So the other day I was making my son, the son without peanut allergies, a peanut butter and jelly sandwich and glass of milk. I glanced at the label on the peanut butter jar and noticed "CONTAINS PEANUTS." highlighted in bold, below the ingredients, which clearly lists "dry roasted peanuts" as the main ingredient. Interesting.
Then I grabbed the bag of Sara Lee 100% Whole Wheat bread, looked at the label, and saw that in addition to the multiple mentions of wheat in the ingredients, it also says CONTAINS WHEAT, MILK AND SOY. Like we didn't already know the WHEAT bread contains WHEAT!
After putting the finishing touches on the PB&J, slicing off the crusts and cutting the the sandwich in half, it was time to pour the milk. Sure enough, underneath the ingredients of this Trader Joe's milk carton that clearly indicates milk three times in the ingredients, is the statement CONTAINS MILK.
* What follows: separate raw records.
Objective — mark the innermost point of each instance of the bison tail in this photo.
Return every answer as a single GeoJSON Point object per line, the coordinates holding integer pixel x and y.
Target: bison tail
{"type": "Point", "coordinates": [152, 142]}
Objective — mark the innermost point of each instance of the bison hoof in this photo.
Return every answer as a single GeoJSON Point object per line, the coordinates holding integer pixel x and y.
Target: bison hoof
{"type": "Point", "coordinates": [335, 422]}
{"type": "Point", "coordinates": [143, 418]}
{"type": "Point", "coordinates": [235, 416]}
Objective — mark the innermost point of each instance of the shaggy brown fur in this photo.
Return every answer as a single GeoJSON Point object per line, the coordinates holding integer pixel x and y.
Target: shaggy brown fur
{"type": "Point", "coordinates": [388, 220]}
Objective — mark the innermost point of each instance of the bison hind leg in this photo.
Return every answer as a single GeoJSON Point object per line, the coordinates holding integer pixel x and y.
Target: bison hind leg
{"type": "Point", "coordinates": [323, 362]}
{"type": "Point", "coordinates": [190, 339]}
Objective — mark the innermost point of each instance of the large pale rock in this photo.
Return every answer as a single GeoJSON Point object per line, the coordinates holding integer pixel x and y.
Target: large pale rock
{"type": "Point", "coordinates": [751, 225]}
Isn't this a bit overkill!?? Does someone think I'm stupid? (Don't answer that.)
The Food Allergen Labeling and Consumer Protection Act (FALCPA) of 2004 initiated new food labeling requirements for eight food groups that, according to the FDA, are the source of 90% of food allergies in the U.S. Food allergies affect 2% of adults and 5% of children.
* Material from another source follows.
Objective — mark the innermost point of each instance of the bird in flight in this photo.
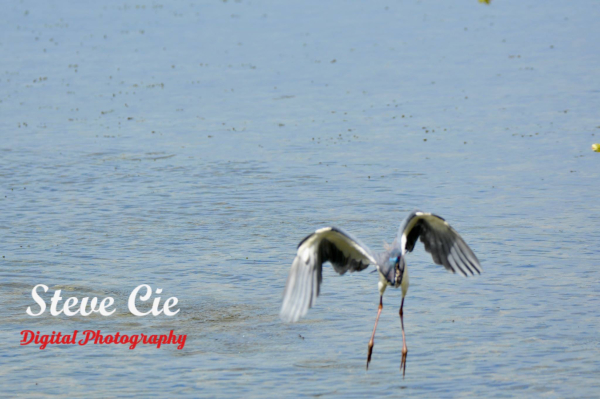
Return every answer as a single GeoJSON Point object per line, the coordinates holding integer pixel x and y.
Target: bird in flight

The eight foods, all proteins, are milk, eggs, fish (e.g., bass, flounder, cod), Crustacean shellfish (e.g., crab, lobster, shrimp), tree nuts (e.g., almonds, walnuts, pecans), peanuts, wheat and soybeans.
Source: FDA.gov: FALCPA requires food manufacturers to label food products that contain an ingredient that is or contains protein from a major food allergen in one of two ways:
The first option for food manufacturers is to include the name of the food source in parenthesis following the common or usual name of the major food allergen in the list of ingredients in instances when the name of the food source of the major allergen does not appear elsewhere in the ingredient statement.
The second option is to place the word "Contains" followed by the name of the food source from which the major food allergen is derived, immediately after or adjacent to the list of ingredients, in type size that is no smaller than the type size used for the list of ingredients.
I've underlined the statement that puzzles me. If the allergen appears elsewhere in the ingredient statement, it would appear the label meets FALCPA labeling requirements. Yet, the labels shown above all include the redundant "CONTAINS (PEANUTS/WHEAT/MILK)" statement anyways. Why, why, why? I suspect the manufacturers figure, why not. Maybe someone will blog about it and give us free publicity.
So later on, after the kid's belly was full, I thought, what other allergens lurk in our fridge? Ah ha! Eggs! It took me a bit longer to find the label on the egg carton, hidden on the inside cover (hey, I don't cook much). I was actually a bit disappointed to NOT find the statement "CONTAINS EGGS" on the label. Darn it, now I'm left to wonder, are these really eggs?
To learn more about FALCPA requirements, visit www.fda.gov or download an actual pdf copy of the law at www.fda.gov/downloads/Food/GuidanceRegulation/UCM179394.pdf. Joking aside, it's a great law that helps food allergy sufferers more clearly identify foods that could cause them much grief.